Les mesures légales contre la COVID-19 sont resserrées en Ontario

TORONTO — L’Ontario et ses municipalités ont intensifié mercredi les mesures juridiques pour ralentir la propagation de la COVID-19, tout en augmentant la capacité des hôpitaux et la production de fournitures médicales, alors que le premier ministre Doug Ford a mis en garde contre une progression prochaine de l’éclosion.

M. Ford a souligné que des milliers de vies étaient en jeu.

«La dure vérité est qu’en ce moment, aujourd’hui, il y a très peu de différence entre ce à quoi nous allons être confrontés ici, en Ontario, et les ravages que nous avons vus en Italie et en Espagne», a-t-il affirmé.

«Les mesures que nous prenons aujourd’hui, ce que nous faisons en tant que gouvernement et en tant que peuple aujourd’hui, détermineront ce à quoi nous devrons faire face demain. Ces deux prochaines semaines seront absolument cruciales, car nous savons qu’une forte vague arrive.»

L’Ontario a signalé mercredi 426 nouveaux cas de COVID-19, dont quatre nouveaux décès. Le total dans la province est maintenant de 2392, incluant 37 décès et 689 guérisons.

Le centre de soins de longue durée Pinecrest, à Bobcaygeon, a signalé mercredi deux nouveaux décès parmi ses résidants, pour un total de 14 décès. Au moins 24 membres du personnel du centre sont aussi infectés, et le conjoint d’un résidant est également décédé.

Ces deux nouveaux décès à Pinecrest n’étaient pas inclus dans le bilan provincial dévoilé plus tôt.

Mercredi matin, un total de 332 personnes atteintes de la COVID-19 étaient hospitalisées, dont 145 aux soins intensifs. De ces derniers, 98 patients utilisaient un respirateur.

Ni M. Ford ni la ministre de la Santé, Christine Elliott, n’ont voulu donner de projections du nombre de cas ou de décès auxquels l’Ontario pourrait être confronté, affirmant qu’il existe plusieurs modèles. Le médecin-hygiéniste en chef de la province, le Dr David Williams, a indiqué qu’il espérait avoir des projections à dévoiler la semaine prochaine.

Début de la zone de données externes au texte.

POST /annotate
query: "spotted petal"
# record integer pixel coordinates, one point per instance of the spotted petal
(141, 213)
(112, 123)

Dans une lettre qu’il a transmise mercredi aux médecins-hygiénistes locaux de la province, le Dr Williams a «recommandé fortement» qu’ils utilisent les pouvoirs conférés par la loi sur la protection et la promotion de la santé pour obliger les patients atteints de la COVID-19 et leurs proches à s’isoler.

La médecin-hygiéniste de Toronto, la Dre Eileen de Villa, a indiqué que la Ville émettrait de tels ordres à ces personnes, ainsi qu’à d’autres personnes soupçonnées d’avoir la COVID-19.

Elle a exhorté la province à réduire le nombre d’entreprises autorisées à rester ouvertes — M. Ford a affirmé qu’il ajusterait la liste des lieux de travail jeudi ou dans les prochains jours — et a fait écho à un message du Dr Williams, plus tôt cette semaine, selon lequel la population ne devrait quitter son domicile que pour des besoins essentiels.

«Je dis au public, avec la plus grande fermeté possible, de rester autant que possible à la maison et de ne sortir que pour les besoins les plus essentiels», a-t-elle déclaré.

Mme de Villa a ajouté que de telles mesures pourraient devoir être en place pendant encore 12 semaines.

Le maire de Toronto, John Tory, a indiqué que la Ville avait rédigé un règlement administratif qu’elle pourrait utiliser pour faire appliquer des mesures physiques de distanciation afin de ralentir la propagation de la COVID-19.

La province a annoncé que les personnes accusées d’avoir enfreint les ordonnances sur l’état d’urgence, telles que l’exploitation d’entreprises non essentielles et le rassemblement de groupes de plus de cinq personnes, devraient s’identifier auprès de la police ou des agents d’application des règlements.

Le non-respect des consignes entraînera une amende de 750 $, et toute mesure visant à empêcher un agent d’émettre une contravention entraînera une amende de 1000 $.